In 1989 when I was an in-house lawyer at a Business Software Alliance member company (Ashton-Tate), and BSA director, I spearheaded the establishment of more than 20 antipiracy programs for the BSA in Latin America and the Pacific Rim. Piracy rates in Latin America were above 90%. Most countries lacked copyright laws that protected computer software. It seemed that only US Embassies had legitimate software.
Over the next decade, on behalf of BSA members such as Microsoft, Adobe, Autodesk, Symantec and Apple, we worked with lawyers and legislators throughout Latin America to strengthen copyright protection in each country. We also brought thousands of legal actions against resellers and large corporations and banks, worked with police and prosecutors to bring criminal actions, sought to publicize the actions when possible, and we tried to educate the public about intellectual property protection.

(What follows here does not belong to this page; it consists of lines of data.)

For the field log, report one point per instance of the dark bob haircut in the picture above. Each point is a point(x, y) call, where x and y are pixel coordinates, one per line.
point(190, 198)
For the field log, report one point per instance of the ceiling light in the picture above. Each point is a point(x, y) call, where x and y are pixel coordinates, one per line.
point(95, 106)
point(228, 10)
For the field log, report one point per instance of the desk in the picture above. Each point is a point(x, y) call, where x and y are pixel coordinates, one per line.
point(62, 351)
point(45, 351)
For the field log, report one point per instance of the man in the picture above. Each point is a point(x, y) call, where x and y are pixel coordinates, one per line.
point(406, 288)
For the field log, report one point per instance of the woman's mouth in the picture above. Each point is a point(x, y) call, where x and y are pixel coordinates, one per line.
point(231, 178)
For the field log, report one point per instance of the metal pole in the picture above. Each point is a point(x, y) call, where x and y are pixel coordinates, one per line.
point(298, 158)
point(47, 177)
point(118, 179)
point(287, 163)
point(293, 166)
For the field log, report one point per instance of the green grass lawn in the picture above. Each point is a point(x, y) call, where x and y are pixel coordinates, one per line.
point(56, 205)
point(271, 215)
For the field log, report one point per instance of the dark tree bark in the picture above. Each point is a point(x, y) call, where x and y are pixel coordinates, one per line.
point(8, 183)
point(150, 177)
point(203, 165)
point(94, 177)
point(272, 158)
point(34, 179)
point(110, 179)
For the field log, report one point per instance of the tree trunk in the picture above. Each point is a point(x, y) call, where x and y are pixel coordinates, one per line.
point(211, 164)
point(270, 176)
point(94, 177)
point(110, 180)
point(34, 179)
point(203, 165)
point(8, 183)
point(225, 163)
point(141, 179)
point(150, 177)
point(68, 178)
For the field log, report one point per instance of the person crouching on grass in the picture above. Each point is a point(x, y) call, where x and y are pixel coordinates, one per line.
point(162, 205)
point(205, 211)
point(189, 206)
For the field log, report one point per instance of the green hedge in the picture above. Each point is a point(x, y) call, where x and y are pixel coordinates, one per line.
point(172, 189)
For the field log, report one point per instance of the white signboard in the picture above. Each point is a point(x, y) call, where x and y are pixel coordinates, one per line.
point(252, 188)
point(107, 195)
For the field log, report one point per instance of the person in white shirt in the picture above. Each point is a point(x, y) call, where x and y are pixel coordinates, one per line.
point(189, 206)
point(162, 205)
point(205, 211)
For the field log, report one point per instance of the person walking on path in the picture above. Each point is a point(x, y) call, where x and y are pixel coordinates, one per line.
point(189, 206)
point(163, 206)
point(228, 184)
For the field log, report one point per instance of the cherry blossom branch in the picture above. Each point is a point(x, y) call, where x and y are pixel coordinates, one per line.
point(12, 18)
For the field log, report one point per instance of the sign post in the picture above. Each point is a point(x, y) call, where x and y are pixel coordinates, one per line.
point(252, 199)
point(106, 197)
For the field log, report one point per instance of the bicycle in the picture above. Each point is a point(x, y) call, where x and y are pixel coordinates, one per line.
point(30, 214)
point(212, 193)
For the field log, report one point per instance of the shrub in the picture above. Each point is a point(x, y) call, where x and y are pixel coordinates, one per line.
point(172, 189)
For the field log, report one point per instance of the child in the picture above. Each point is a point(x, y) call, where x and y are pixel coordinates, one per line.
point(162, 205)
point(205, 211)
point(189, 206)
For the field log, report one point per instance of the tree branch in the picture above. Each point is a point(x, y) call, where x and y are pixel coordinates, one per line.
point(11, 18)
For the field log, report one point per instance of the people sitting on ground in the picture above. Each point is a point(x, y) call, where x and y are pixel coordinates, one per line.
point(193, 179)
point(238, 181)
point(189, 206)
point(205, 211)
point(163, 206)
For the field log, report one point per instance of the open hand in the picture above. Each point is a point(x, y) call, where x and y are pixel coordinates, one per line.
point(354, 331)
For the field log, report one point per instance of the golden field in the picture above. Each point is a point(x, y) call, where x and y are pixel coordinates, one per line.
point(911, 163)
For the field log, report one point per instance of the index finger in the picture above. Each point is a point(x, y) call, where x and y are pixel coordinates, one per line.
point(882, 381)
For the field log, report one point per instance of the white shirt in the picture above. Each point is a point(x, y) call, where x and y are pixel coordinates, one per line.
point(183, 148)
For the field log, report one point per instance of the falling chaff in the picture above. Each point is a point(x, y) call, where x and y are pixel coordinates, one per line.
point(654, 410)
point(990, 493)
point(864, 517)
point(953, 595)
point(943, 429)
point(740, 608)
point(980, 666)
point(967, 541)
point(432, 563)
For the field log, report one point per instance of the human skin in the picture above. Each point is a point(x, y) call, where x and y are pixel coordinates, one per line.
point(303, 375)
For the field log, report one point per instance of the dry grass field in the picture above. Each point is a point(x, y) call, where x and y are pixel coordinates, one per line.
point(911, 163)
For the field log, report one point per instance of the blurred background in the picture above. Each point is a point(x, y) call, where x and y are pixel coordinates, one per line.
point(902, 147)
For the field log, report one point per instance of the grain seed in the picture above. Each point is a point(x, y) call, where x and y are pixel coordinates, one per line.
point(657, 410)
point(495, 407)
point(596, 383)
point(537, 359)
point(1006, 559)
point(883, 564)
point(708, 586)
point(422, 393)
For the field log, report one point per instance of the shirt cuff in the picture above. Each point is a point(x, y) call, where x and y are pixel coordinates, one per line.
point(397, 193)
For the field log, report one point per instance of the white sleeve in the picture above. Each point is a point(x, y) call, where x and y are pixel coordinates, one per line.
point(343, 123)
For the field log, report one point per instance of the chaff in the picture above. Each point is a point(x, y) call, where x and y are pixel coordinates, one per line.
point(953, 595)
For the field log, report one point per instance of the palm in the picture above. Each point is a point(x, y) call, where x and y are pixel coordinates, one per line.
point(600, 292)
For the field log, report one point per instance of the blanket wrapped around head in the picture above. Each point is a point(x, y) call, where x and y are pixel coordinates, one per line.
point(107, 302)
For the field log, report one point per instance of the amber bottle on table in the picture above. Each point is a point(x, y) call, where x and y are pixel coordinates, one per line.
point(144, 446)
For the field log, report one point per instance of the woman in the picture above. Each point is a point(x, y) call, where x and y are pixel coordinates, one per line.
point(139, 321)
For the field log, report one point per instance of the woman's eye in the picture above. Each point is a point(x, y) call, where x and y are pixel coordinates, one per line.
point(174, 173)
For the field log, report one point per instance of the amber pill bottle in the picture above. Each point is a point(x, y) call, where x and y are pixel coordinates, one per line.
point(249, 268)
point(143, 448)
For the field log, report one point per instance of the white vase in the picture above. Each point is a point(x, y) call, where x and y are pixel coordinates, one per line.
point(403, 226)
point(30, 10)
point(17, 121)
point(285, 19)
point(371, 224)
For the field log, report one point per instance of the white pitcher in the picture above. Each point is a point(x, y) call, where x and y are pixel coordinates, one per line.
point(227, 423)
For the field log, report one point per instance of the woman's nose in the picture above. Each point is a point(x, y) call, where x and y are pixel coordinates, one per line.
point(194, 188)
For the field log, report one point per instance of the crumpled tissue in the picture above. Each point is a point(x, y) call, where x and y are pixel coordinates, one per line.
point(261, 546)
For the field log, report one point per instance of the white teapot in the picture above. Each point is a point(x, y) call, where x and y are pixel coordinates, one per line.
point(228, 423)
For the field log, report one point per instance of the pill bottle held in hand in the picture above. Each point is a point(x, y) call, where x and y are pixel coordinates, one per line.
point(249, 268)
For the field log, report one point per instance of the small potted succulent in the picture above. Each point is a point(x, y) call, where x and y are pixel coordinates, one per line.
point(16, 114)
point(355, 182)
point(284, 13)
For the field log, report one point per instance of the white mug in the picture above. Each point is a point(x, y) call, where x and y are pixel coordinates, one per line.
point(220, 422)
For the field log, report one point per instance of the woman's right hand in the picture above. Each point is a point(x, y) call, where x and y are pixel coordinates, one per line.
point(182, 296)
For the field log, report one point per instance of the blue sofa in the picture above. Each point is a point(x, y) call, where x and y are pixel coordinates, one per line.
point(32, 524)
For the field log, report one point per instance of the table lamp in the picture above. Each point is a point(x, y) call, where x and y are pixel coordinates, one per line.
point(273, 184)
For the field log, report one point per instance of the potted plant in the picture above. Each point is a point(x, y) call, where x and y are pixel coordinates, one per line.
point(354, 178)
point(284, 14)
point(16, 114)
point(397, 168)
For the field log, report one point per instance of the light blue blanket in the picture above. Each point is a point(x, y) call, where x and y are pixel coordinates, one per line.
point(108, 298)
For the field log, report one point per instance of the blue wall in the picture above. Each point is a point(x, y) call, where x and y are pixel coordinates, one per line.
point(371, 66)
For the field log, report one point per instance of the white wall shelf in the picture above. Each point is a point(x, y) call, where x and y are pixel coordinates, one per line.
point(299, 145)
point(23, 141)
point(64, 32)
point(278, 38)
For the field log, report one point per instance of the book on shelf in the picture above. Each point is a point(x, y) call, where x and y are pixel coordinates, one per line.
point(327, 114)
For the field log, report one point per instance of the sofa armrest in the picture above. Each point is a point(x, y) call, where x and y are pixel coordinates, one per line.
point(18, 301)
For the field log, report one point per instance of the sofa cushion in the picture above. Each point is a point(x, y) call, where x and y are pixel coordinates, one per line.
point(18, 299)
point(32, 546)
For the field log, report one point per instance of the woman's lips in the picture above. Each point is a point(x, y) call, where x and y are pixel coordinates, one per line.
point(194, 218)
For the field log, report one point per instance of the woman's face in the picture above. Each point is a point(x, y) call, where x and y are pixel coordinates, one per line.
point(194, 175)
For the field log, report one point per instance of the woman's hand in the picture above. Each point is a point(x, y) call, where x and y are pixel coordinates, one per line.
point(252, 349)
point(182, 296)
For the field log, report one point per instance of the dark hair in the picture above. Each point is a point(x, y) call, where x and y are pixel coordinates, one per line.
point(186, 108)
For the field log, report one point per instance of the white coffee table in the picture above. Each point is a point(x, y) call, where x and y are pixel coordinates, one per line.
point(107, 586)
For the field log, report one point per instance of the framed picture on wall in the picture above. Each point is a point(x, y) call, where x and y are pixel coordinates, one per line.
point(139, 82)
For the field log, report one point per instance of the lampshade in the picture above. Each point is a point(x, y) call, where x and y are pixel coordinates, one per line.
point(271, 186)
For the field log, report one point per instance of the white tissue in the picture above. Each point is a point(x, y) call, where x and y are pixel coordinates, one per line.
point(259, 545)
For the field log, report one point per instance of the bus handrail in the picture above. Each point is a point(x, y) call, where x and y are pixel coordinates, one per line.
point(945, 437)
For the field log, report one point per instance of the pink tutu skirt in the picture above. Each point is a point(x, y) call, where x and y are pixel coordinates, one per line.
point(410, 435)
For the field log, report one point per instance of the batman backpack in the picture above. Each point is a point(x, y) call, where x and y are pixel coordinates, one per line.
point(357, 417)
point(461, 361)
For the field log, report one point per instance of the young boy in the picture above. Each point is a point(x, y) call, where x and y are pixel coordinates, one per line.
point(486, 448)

Our goal was to create a culture where intellectual property rights, at least in computer software, would be respected.
As a result, from 1989-2003, piracy rates in Latin America were cut roughly in half and a multibillion dollar software market was created. However, business piracy rates have hovered in the 50% range in most major Latin American markets for nearly a decade, without much improvement. Venezuela is an outlier, where civil society has all but died and piracy rates have increased. Why do high rates persist?
I believe there are at least three reasons:
- The low-hanging fruit thesis: many of the larger organizations, including some governments, have legalized, leaving piracy rates much higher in small businesses. Often, it is not as cost effective to fight piracy in, say, a dental office that may have 5 computers.
- Possible under-investment in combating piracy: some of the major software publishers in the early fight against software piracy have invested less in the effort over the past decade. I have heard that the BSA program is less visible. Where enforcement declines, piracy rates climb.
- Dysfunctional governments and judiciaries: as Transparency International demonstrates each year, and as we experienced during our piracy prosecution in Latin America, police, prosecutors and courts struggle with scarce resources, and corruption takes an inestimable toll. We ran up against corruption often, and it makes it unlikely that countries like Mexico, Argentina and Brazil will ever have piracy rates as low as those in Canada, the US and the UK. Chile is a notable exception to regional corruption, and Brazil is slowly improving.
So what can be done? First, technology can be used to fight piracy. Companies can use various mechanisms to track excessive use, or even disable such use. Second, new delivery mechanisms such as the Cloud (SaaS systems) very much reduce piracy, as the software is resident on remote servers, so there is nothing for pirates to copy and distribute. Finally, it is worth noting that societies that create intellectual property are better at protecting it. Latin America is not a major innovator, but is beginning to generate more intellectual property.